Le plateau sous le bras, il alla demander les commandes à cette table six. En plus, le groupe de trois filles prenait dix ans à décider de quoi prendre.
« Trois parts de cheesecake s'il-vous-plait. »
Benji hocha la tête. Mon dieu, que ça devenait redondant. Il fallait toujours faire la même chose, demander, servir, recevoir l'argent, l'encaisser, nettoyer. Tout ça une cinquantaine de fois dans la journée. Ce que Benji attendait, c'était de partir d'ici. Il n'avait jamais autant voulu que l'été se termine.

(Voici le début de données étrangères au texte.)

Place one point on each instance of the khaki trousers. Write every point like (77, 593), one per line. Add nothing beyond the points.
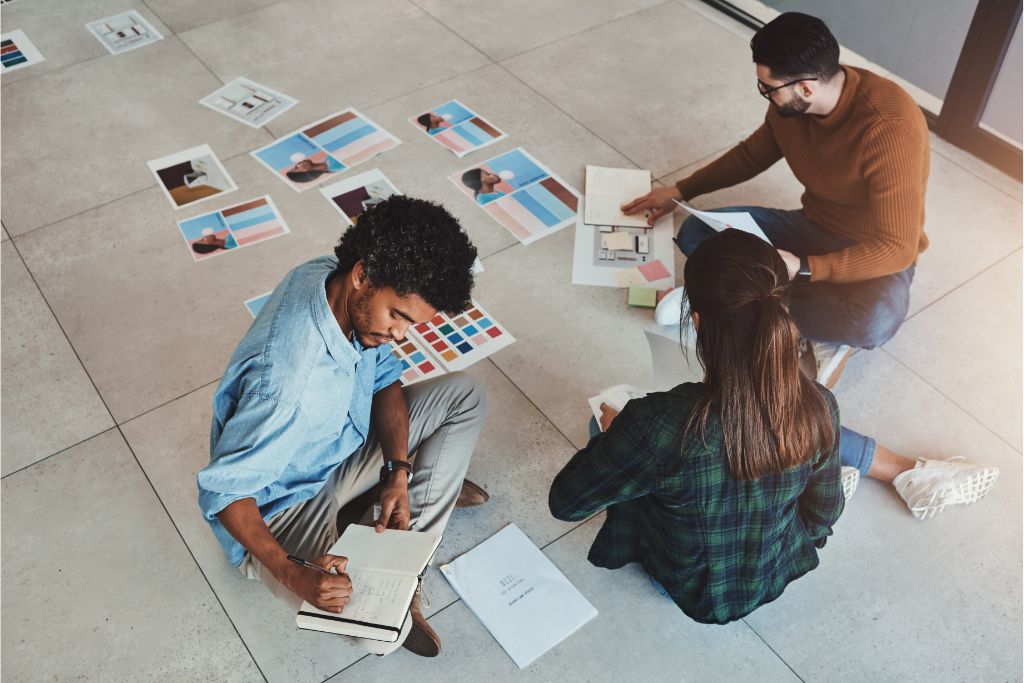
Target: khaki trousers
(445, 416)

La visite de Jorge pourrait le faire sortir de sa routine.
Aujourd'hui, Arthur avait fait tombé un plateau entier de boissons et de nourriture par terre. Benji avait ressenti sa détresse et était venu l'aider. D'ailleurs, cela suscita l'attention de la table que le brun était en train de servir. Tandis qu'il donnait une part de cheesecake à une jeune femme brune, cette dernière se pencha vers lui.
« Excusez-moi. Est-ce que ça vous dérangerait de donner ce papier à votre collègue ? » dit-elle en le lui tendant. C'est mon numéro de téléphone.

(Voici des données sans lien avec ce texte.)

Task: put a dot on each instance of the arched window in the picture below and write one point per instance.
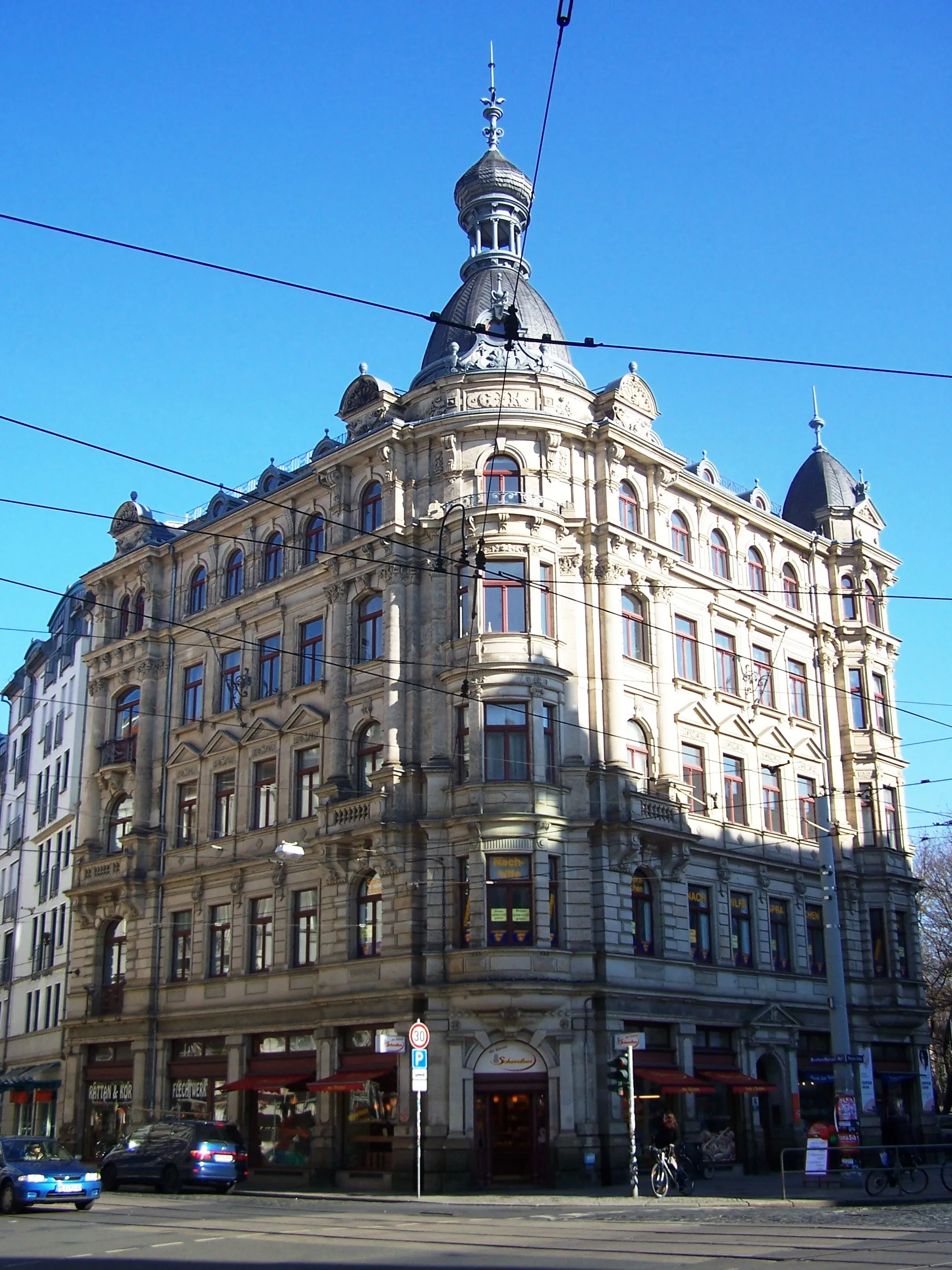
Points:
(634, 634)
(720, 558)
(120, 822)
(643, 925)
(629, 510)
(681, 536)
(638, 753)
(314, 539)
(273, 557)
(370, 898)
(370, 747)
(235, 574)
(371, 508)
(503, 483)
(197, 590)
(849, 598)
(791, 587)
(757, 573)
(874, 615)
(370, 628)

Benji resta perplexe un instant, puis le prit.
« Oh, pas de soucis, je vais le lui donner.
– Merci beaucoup ! »
Toutes ses amies se mirent à glousser. De vraies filles. Benji s'en alla pour trouver Arthur. Au moins, ce sera fait. Le blond était au bar aujourd'hui. Il était en train d'essuyer les verres. Un sourire se dessina sur son visage quand il vit Benji arriver. Il était soudainement très amical avec lui.

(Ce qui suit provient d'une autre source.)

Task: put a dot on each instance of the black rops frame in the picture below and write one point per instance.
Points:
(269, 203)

« Hey, qu'est-ce qu'il se passe ?
– Salut, une fille de la table juste derrière moi veut te donner son numéro de téléphone, donc tiens. »
Il lui tendit le morceau de papier que le blond prit avec un air gêné.
« Oh non...
– Tu n'es pas content de voir que tu plais aux filles ?
– C'est pas ça le problème. »
Arthur jeta un œil vers la table de jeunes filles et quitta Benji pour aller leur parler.
Le brun ne comprenait pas. Il rêvait d'avoir l'attention des gens, les regards posés sur lui par admiration, il en mourrait d'envie. Voir Arthur refuser de telles opportunités le frustrait. Non, il ne comprenait pas.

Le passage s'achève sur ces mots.